Stewart’s time at Missouri includes more than coaching. Stewart was a letterman from 1954-56 with the baseball team. He also was a top basketball player for the Tigers. His senior season, Stewart earned a spot on the All-American team, averaging 24.1 points.

Next year will be the 50th anniversary of the national championship that the baseball team won while Stewart played.

Stewart earned a win in the 1954 World Series, tossing a complete game against Oklahoma State. Stewart’s career at Missouri also included a no-hitter against Arkansas on April 13, 1956. It was the first no-hitter for MU. Stewart said it was a great moment, but he took it in stride.

“You have to understand, the ’50s were cool,” Stewart said. “You never showed emotion.”

The Baltimore Orioles drafted Stewart in 1957, and he played one summer in the Orioles’ farm system. He also played a half-season of basketball with the NBA’s St. Louis (now Atlanta) Hawks.

Stewart takes vacations on a regular basis and travels with groups from MU.

Stewart was in China on vacation with a group from MU on Sept. 11, 2001. Stewart said that people were sympathetic toward the United States.

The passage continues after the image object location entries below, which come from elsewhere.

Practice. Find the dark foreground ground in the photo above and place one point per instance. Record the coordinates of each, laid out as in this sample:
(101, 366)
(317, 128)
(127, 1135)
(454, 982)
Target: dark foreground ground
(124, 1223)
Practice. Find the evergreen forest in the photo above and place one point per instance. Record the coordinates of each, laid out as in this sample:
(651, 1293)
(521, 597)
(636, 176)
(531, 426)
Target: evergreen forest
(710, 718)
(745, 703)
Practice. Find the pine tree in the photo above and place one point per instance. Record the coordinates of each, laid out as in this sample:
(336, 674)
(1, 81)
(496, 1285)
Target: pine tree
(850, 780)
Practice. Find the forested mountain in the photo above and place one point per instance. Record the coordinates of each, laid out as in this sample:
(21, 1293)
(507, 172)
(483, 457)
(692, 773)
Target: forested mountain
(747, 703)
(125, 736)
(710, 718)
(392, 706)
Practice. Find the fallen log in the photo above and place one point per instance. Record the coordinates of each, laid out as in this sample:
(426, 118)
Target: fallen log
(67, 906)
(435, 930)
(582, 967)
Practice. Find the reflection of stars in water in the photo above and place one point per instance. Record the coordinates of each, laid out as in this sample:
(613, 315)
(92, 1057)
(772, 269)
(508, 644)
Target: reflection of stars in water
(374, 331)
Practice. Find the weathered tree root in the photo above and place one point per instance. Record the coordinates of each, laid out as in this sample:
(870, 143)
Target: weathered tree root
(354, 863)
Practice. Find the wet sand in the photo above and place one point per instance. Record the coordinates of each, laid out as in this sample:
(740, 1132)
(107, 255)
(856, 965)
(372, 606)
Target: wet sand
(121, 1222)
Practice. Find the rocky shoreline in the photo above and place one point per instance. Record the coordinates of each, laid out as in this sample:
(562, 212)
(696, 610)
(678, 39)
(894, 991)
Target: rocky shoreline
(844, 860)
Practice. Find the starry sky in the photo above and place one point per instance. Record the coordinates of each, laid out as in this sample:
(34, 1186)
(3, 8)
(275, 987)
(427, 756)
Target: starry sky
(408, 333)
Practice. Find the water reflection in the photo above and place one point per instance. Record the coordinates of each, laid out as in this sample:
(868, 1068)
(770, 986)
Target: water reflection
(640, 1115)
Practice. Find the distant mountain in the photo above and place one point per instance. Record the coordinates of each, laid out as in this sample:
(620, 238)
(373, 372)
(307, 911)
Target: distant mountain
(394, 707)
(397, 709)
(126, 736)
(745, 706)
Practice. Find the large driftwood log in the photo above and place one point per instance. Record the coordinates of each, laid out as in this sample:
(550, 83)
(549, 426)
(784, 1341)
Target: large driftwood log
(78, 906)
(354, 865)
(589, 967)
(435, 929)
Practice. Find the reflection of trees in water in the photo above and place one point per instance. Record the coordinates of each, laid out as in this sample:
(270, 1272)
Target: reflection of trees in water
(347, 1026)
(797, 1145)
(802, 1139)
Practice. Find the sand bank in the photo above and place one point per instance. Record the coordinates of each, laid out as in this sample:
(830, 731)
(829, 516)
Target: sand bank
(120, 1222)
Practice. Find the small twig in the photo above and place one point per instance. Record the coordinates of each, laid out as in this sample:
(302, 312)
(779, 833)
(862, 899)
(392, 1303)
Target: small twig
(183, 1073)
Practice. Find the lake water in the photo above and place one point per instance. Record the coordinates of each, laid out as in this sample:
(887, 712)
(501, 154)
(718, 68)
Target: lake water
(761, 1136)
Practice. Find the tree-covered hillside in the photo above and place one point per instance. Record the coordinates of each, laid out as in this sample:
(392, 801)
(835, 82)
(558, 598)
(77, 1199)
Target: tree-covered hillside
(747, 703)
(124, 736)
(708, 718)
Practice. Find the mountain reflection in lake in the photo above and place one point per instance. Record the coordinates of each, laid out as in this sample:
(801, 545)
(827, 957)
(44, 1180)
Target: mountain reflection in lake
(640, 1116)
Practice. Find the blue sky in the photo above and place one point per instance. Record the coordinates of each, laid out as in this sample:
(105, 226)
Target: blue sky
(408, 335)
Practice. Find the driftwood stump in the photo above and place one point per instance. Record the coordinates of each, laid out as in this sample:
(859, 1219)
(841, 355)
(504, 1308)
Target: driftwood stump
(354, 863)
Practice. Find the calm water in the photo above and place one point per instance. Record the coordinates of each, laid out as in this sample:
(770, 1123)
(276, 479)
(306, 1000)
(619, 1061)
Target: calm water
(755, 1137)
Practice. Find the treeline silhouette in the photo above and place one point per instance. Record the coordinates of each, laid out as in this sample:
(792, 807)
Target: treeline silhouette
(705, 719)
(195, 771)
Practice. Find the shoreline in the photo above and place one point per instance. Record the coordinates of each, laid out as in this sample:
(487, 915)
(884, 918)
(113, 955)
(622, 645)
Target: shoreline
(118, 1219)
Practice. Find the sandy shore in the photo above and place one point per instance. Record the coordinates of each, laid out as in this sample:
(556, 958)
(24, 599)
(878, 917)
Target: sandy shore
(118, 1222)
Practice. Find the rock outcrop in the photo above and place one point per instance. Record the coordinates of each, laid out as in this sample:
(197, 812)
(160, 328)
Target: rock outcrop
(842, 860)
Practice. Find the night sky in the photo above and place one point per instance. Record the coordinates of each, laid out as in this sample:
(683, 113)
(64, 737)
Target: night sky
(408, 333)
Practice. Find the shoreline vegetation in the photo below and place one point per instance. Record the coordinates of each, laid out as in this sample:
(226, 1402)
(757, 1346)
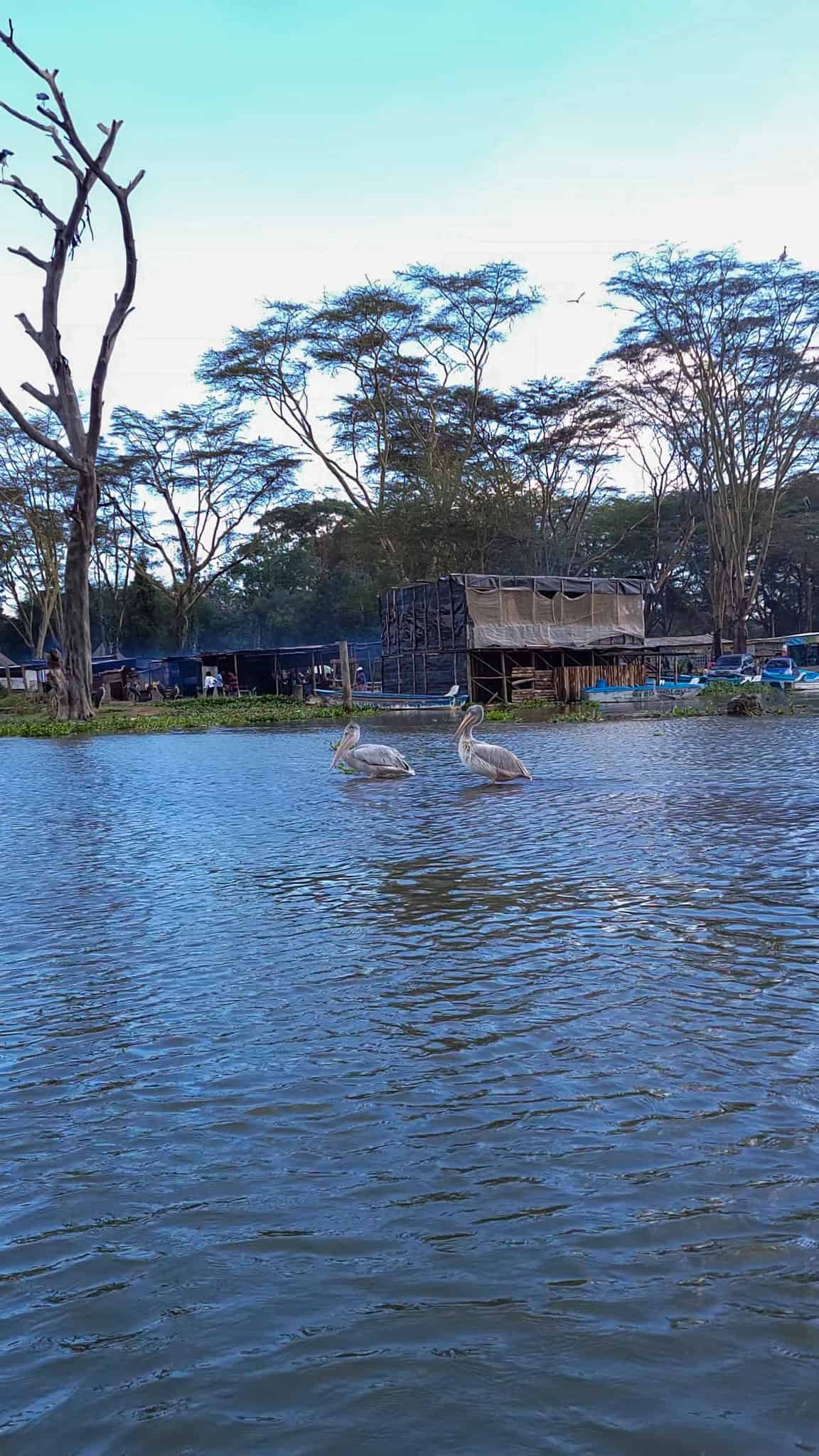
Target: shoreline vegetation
(33, 719)
(198, 714)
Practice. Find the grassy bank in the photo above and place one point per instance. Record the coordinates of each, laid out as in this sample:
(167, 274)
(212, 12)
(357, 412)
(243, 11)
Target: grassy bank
(31, 721)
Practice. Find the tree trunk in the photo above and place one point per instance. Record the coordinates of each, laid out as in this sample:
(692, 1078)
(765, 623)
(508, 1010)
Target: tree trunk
(75, 698)
(739, 632)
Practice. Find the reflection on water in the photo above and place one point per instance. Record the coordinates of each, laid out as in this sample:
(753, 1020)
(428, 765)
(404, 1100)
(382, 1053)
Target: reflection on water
(426, 1115)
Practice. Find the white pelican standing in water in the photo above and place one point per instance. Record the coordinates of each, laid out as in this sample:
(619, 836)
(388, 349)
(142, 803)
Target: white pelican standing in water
(373, 759)
(488, 759)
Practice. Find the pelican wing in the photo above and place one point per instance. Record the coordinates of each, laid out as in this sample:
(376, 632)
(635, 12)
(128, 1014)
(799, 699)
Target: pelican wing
(378, 756)
(502, 759)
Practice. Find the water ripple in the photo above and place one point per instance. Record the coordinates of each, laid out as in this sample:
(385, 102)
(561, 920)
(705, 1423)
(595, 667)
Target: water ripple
(346, 1117)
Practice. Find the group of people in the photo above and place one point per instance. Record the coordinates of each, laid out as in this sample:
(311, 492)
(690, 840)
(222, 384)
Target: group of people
(219, 686)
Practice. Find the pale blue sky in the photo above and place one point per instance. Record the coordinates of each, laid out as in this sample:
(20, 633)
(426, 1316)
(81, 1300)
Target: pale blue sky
(291, 147)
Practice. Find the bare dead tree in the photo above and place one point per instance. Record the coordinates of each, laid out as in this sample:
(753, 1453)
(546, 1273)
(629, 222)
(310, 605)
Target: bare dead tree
(76, 444)
(34, 491)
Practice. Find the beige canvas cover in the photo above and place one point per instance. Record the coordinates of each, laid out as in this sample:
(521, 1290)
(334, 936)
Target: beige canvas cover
(522, 616)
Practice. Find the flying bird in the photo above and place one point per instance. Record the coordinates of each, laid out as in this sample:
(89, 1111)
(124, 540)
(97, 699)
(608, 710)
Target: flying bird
(487, 759)
(373, 759)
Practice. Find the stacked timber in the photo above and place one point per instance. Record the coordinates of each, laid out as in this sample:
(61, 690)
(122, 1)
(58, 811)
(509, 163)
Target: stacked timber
(532, 683)
(572, 680)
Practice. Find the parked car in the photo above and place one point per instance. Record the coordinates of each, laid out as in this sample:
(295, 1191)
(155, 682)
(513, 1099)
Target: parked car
(732, 668)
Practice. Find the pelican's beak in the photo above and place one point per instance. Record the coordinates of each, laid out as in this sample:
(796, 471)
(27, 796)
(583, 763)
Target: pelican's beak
(343, 744)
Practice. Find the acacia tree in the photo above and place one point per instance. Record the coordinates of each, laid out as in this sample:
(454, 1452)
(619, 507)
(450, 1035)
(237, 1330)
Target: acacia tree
(397, 353)
(722, 355)
(566, 437)
(208, 483)
(34, 494)
(76, 443)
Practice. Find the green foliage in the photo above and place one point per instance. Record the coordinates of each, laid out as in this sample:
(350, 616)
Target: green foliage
(190, 714)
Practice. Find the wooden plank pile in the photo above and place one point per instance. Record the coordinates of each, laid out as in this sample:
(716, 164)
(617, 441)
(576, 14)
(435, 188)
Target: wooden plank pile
(528, 683)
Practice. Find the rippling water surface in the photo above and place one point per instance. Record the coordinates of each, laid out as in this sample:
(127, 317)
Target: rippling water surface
(347, 1117)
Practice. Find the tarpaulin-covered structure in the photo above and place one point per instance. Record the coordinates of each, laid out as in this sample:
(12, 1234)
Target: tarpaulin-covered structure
(490, 632)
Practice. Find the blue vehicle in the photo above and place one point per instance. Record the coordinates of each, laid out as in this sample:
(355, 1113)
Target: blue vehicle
(781, 670)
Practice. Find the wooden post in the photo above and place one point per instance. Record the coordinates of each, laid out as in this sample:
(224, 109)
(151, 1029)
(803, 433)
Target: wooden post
(346, 683)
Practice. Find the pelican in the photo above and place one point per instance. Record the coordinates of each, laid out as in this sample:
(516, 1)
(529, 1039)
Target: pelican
(373, 759)
(496, 764)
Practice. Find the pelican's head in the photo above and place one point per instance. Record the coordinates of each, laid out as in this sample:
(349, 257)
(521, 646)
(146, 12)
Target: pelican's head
(348, 740)
(473, 717)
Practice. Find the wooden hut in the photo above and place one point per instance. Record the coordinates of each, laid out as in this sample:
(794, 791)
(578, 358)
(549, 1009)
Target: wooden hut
(513, 638)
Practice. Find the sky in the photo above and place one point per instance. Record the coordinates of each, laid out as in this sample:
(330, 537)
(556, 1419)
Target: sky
(299, 146)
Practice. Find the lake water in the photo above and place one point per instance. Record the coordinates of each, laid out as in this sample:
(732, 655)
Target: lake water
(423, 1117)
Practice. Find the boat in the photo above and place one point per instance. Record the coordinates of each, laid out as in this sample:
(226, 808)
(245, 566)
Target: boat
(604, 693)
(783, 672)
(397, 702)
(651, 692)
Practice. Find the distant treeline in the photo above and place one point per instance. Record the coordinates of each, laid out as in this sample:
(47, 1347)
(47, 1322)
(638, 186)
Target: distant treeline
(688, 458)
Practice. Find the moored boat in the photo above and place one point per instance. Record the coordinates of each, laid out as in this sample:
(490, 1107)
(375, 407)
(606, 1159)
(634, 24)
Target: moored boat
(397, 702)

There was major news media coverage in China about the attacks.

“Really some great emotion expressed,” Stewart said. “They want you to know their feelings.”

Stewart keeps involved with some of his former players, mainly those who are coaching. Stewart has less trouble keeping in contact with Sundvold, who lives in Columbia.

Stewart says he is pleased with how Sundvold has become a part of Columbia.

“He recognized that his career was not going to last into his 60s, and so he started coming back and making a home here in Columbia,” Stewart said. “Now he has a flourishing business and he’s become part of the community ... and doing something like this speaks well for not only Jon and his family ... but people who are University people.”

Despite a 9-handicap, Stewart says his coaching ability outshines his ability to hit a golf ball.

“Both proved to be a little bit too much mediocre, but I would take my coaching over my golf game,” Stewart said.

Stewart played with Fred Parry, Gary Robinson, Bob Gerding and Tom Schwarz in the tournament.

On the 11th hole, Stewart joked with Parry. Parry topped his drive and then blew a putt by the hole.

“Maybe you’ve got your clubs reversed,” Stewart said. “Maybe you should hit your putter off the tee.”

On the 12th hole, Stewart told Schwarz to aim a bit under a little spot on the green to make the putt. Schwarz hit the putt where Stewart instructed, and the putt dropped in the center of the cup. Another coaching job well done.

“That’s how I made my living, was telling people how to do it,” Stewart said.

On the 18th hole, Stewart hit his approach shot to inside 10 feet.

“I’ve got to leave, see, so I want you to remember what a hell of a golfer I was,” Stewart said.